ComEd Smart Grid Reliability drives outage reduction across Illinois, leveraging smart switches, grid modernization, and peak demand programs to keep customers powered, improve power quality, and enhance energy savings during extreme weather and severe storms.

 

Key Points

ComEd's smart grid performance, cutting outages and improving power quality to enhance reliability and customer savings.

✅ Smart switches reroute power to avoid customer interruptions

✅ Fewer outages during extreme weather across northern Illinois

✅ Peak Time Savings rewards for reduced peak demand usage

 

While the summer of 2019 set records for heat and brought severe storms, ComEd customers stayed cool thanks to record-setting reliability during the season. These smart grid investments over the last seven years helped to set records in key reliability measurements, including frequency of outages metrics, and through smart switches that reroute power around potential problem areas, avoided more than 538,000 customer interruptions from June to August.

"In a summer where we were challenged by extreme weather, we saw our smart grid investments and our people continue to deliver the highest levels of reliability, backed by extensive disaster planning across utilities, for the families and businesses we serve," said Joe Dominguez, CEO of ComEd. "We're proud to deliver the most affordable, cleanest and, as we demonstrated this summer, most reliable energy to our customers.

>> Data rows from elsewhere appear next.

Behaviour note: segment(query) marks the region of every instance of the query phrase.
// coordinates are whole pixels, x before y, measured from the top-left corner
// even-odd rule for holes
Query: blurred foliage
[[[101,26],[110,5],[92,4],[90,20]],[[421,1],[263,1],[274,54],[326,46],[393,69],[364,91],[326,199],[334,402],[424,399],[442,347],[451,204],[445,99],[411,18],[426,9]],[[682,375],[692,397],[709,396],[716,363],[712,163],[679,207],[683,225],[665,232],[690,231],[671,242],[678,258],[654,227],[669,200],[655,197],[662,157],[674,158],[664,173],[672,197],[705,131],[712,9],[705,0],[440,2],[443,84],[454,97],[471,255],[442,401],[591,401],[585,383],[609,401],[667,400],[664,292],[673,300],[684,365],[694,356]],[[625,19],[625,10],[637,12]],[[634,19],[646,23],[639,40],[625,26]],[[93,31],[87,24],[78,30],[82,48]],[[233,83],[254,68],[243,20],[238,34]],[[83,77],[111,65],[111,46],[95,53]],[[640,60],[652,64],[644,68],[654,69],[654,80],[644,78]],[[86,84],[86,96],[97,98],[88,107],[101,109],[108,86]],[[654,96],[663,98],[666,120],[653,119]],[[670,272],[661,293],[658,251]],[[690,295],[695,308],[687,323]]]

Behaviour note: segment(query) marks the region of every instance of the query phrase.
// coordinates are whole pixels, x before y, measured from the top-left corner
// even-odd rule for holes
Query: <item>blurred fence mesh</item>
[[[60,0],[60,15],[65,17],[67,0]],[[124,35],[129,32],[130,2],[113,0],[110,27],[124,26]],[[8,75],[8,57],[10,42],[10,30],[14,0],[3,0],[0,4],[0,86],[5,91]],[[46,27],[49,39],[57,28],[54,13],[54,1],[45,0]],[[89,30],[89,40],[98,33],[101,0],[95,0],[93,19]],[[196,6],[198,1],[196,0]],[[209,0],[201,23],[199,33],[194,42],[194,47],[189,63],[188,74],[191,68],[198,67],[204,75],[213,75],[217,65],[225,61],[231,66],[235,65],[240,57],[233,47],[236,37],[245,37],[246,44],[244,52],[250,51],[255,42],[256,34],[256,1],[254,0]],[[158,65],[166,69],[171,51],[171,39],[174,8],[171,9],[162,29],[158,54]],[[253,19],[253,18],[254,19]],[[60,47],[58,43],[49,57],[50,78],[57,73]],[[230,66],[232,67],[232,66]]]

I want to thank our 6,000 employees who work around the clock in often challenging conditions to power our communities."

ComEd has avoided more than 13 million customer interruptions since 2012, due in part to smart grid and system improvements. The avoided outages have resulted in $2.4 billion in estimated savings to society. In addition to keeping energy flowing for residents, strong power reliability continues to help persuade industrial and commercial companies to expand in northern Illinois and Chicago. The GridWise Alliance recently recognized Illinois as the No. 2 state in the nation for its smart grid implementation.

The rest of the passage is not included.